Category Archives: new media

Steal This Comic

Brilliant:

h/t to @Knownhuman

From Writing to Personal Memory Device

h+ Magazine postulates a seemingly distant future where we all have “personal memory devices,” that record, index, and make available every second of our experiential lives:

In the near future, someone will decide to record every moment of a human life from birth to death in digital storage…It will mark the era of personal memory offloading, an adaptive memory technology that records and indexes every single moment of your life. Offloading personal memory begins with a personal memory device, or a PMD. The basic PMD would be no more complex than a small video and sound recorder that captures your every experience. A PMD could be easily fitted shortly after birth; the least invasive option would be like a Bluetooth headset worn over the ear connected wirelessly to a local device no larger than a cell phone. Once installed, the PMD would capture and upload all first-person memories to a centralized database for indexing, search, and recall.

To be clear, the author isn’t talking about embedding chips in our brains, or recording our innermost thoughts and feelings. The idea here is more like a video recorder that’s running all the time, like a playback of your avatar in SecondLife. It would capture “GPS, Google Maps, facial recognition, speech/text recognition, brainwave analysis and so on,” recording this all for posterity, and making it available for use later on:

Whatever you do will be captured by the PMD for later playback and recall. Your PMD will remember every place you visit, every person you meet, every conversation you have, every object you look at, every movie you watch, every meal you eat, every page you read, every email you write, everything.

It sounds like Big Brother. But isn’t a lot of this already happening?

Our calls and email messages today leave traces that the government can use to spy on us. Search engines track what we do online. Our browsers track what what we do as well. We post most of what goes on in our lives on social networking sites, while remaining clueless about how these sites protect — or don’t protect — our privacy. We post our location without thinking of the implications.

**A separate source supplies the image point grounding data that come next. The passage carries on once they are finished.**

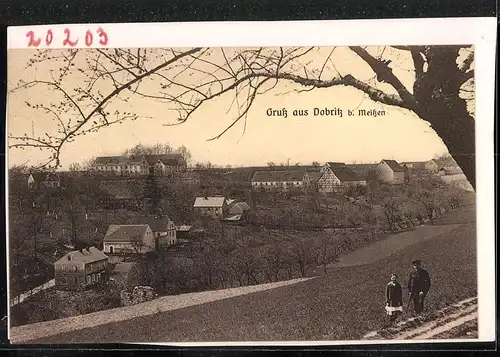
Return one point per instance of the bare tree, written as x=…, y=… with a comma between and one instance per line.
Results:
x=301, y=252
x=440, y=94
x=274, y=261
x=327, y=251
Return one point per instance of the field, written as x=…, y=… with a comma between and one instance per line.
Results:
x=345, y=304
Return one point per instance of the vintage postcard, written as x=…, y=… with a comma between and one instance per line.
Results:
x=262, y=183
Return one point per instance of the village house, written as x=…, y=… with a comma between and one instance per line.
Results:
x=277, y=180
x=330, y=164
x=391, y=171
x=449, y=170
x=311, y=178
x=239, y=208
x=215, y=207
x=120, y=274
x=163, y=230
x=41, y=180
x=139, y=165
x=337, y=177
x=129, y=239
x=429, y=166
x=166, y=164
x=79, y=269
x=121, y=165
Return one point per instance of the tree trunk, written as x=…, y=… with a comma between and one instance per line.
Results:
x=438, y=102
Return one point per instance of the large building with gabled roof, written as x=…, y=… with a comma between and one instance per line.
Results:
x=80, y=269
x=278, y=180
x=391, y=171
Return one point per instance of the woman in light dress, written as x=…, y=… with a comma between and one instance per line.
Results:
x=394, y=298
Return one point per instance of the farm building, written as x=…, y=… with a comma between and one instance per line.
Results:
x=129, y=239
x=215, y=207
x=79, y=269
x=277, y=180
x=391, y=171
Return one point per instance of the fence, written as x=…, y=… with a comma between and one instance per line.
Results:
x=20, y=298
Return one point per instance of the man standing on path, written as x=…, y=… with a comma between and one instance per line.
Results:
x=419, y=285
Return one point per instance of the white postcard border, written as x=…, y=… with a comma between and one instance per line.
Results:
x=481, y=32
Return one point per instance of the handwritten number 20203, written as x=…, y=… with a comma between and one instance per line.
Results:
x=69, y=40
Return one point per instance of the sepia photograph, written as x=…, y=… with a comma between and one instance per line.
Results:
x=212, y=194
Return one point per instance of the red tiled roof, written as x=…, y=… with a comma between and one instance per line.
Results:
x=126, y=233
x=394, y=165
x=345, y=174
x=278, y=176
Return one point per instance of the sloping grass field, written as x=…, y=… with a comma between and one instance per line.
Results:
x=345, y=304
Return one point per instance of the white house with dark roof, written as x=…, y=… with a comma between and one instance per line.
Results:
x=79, y=269
x=391, y=171
x=166, y=164
x=163, y=230
x=429, y=165
x=278, y=180
x=311, y=177
x=139, y=165
x=337, y=177
x=129, y=239
x=331, y=164
x=37, y=180
x=215, y=207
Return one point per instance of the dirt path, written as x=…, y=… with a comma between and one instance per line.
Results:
x=391, y=245
x=432, y=325
x=22, y=334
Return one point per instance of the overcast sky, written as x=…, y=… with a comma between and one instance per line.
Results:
x=398, y=135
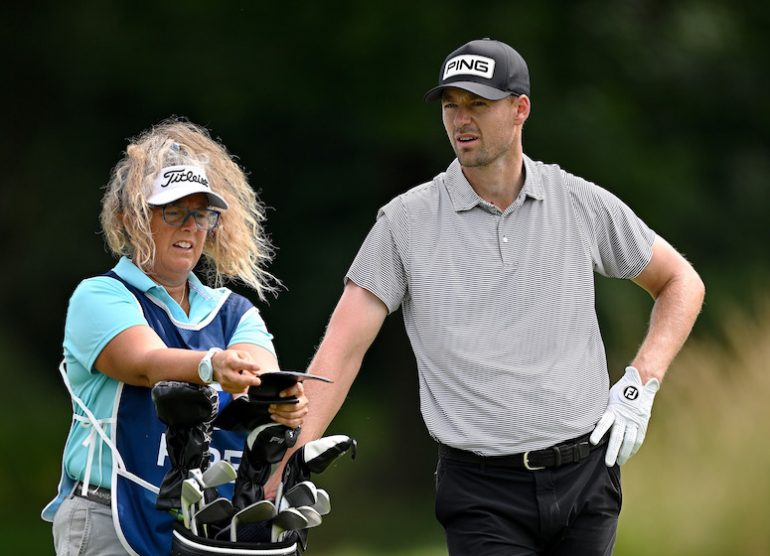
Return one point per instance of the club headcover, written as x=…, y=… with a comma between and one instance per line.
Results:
x=184, y=404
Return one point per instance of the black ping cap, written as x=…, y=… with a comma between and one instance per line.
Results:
x=488, y=68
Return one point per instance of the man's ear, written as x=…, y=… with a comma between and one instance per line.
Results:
x=523, y=107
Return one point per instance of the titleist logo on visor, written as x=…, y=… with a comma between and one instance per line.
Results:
x=176, y=174
x=469, y=64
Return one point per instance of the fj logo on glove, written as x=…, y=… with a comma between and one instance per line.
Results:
x=631, y=393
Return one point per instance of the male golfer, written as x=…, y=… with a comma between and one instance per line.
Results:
x=492, y=264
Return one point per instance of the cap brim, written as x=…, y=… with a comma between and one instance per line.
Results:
x=174, y=194
x=484, y=91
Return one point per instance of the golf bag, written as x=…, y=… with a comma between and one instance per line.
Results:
x=184, y=543
x=248, y=524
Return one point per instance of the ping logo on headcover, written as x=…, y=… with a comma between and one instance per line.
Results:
x=469, y=64
x=631, y=393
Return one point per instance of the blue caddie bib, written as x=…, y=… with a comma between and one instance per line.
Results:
x=139, y=434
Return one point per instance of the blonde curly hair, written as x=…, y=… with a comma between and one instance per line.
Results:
x=237, y=249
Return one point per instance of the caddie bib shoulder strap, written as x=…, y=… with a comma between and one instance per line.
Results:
x=139, y=436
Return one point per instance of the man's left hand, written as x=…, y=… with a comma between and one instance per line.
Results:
x=628, y=413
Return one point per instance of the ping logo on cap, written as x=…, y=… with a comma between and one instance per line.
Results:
x=469, y=64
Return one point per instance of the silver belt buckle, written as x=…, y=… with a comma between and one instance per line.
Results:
x=528, y=466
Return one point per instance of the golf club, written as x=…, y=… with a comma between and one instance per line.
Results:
x=289, y=519
x=259, y=511
x=213, y=512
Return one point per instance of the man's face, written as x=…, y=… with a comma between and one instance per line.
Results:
x=480, y=131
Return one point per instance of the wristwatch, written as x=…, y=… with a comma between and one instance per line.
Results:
x=206, y=368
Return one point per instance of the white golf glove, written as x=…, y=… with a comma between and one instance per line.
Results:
x=628, y=413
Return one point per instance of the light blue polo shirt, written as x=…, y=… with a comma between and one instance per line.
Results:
x=101, y=308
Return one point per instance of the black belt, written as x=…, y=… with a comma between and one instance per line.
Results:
x=94, y=493
x=570, y=451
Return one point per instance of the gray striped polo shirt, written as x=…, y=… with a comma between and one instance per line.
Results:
x=499, y=306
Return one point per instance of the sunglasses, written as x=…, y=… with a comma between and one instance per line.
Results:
x=176, y=216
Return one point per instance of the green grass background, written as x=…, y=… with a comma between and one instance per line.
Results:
x=700, y=486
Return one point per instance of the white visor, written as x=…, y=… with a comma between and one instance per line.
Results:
x=174, y=182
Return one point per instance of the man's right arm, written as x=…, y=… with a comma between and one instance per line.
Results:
x=353, y=326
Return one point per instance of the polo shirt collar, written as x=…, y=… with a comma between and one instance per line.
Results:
x=132, y=274
x=464, y=197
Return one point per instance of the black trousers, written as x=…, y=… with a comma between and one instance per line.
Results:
x=488, y=510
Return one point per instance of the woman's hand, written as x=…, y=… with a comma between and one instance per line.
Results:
x=235, y=370
x=290, y=414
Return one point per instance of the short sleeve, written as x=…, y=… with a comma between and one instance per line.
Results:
x=379, y=264
x=252, y=330
x=99, y=309
x=619, y=241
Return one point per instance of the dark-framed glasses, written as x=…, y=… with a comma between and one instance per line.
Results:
x=176, y=216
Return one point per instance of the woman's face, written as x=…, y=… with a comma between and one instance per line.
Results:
x=177, y=249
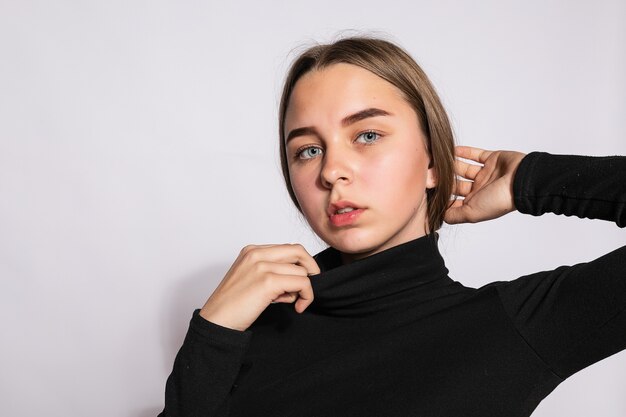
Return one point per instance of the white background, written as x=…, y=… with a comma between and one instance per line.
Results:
x=138, y=154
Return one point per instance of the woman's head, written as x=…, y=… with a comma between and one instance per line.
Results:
x=398, y=167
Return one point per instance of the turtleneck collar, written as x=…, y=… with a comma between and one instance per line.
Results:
x=385, y=281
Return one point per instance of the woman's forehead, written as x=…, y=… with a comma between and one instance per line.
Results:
x=328, y=95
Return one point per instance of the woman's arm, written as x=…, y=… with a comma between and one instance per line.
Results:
x=571, y=316
x=205, y=370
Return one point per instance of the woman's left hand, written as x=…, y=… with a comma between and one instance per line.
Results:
x=489, y=193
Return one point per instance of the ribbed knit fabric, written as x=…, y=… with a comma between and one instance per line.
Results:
x=393, y=335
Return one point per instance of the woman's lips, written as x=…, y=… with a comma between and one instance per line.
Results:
x=345, y=219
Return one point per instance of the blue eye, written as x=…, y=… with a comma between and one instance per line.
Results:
x=309, y=153
x=369, y=137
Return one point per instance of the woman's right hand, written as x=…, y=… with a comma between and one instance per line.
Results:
x=260, y=275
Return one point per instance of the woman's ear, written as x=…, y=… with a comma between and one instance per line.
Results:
x=431, y=177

The technology behind a personal memory device isn’t all that far-fetched. It’s possible to stream video from wherever you are already. This dumped to a database, time-stamped and geo-located, would provide much of the basis of such a system. Or, even closer to the vision of h+’s futuristic article, here is the Sensecam — a device, available today, that helps people with Alzheimer’s and other memory disorders to remember:

The concept was simple: using digital pictures and audio to archive an experience like a weekend visit from the grandchildren, creating a summary of the resulting content by picking crucial images, and reviewing them periodically to awaken and strengthen the memory of the event.

The hardware is a little black box called the Sensecam, which contains a digital camera and an accelerometer to measure movement…For the elderly, though, it could herald a new kind of relationship between mind and machine: even as plaque gets deposited on the brain, everyday experience is deposited on silicon, then retrieved.

Admittidly, the personal memory device still does not exist today, but we are close. Rather than this being some shocking sci-fi, and maybe even dystopian vision, I think this is actually predictable.

Isn’t this, in fact, the logical conclusion to a path humans have been on since the invention of writing? A line that can be drawn, from pre-literate humans, to writing, to the dawn of the computer age, to today — it is a line that finds humans almost compulsively drawn to recording our existence.

As Walter Ong has explained, before writing, humans existed in a culture of orality. Phrases such as “take a note” or “look something up” had no meaning, because they are visual metaphors, rooted in literacy and writing. Before humans could write things down, we thought differently, we spoke differently. Thinking “long” thoughts required formulaic speeches and mnemonic tricks. But these tricks only went so far. Writing, by fixing thoughts into somewhat permanent media, allowed humans to think in much more complex terms.

Fast-forward to the age of computers (machines that are integrally tied to the concept of memory), and we have a world in which it is not only easy to record our thoughts, but, increasingly, pieces of ourselves exist only within media that, by design, records our presence. Humans are inseparable from our machines, but today’s machines are machines of inscription, digital recording devices, and when we use them we leave a trail of bits and bytes for others to follow: “Our best machines are made of sunshine; they are all light and clean because they are nothing but signals…”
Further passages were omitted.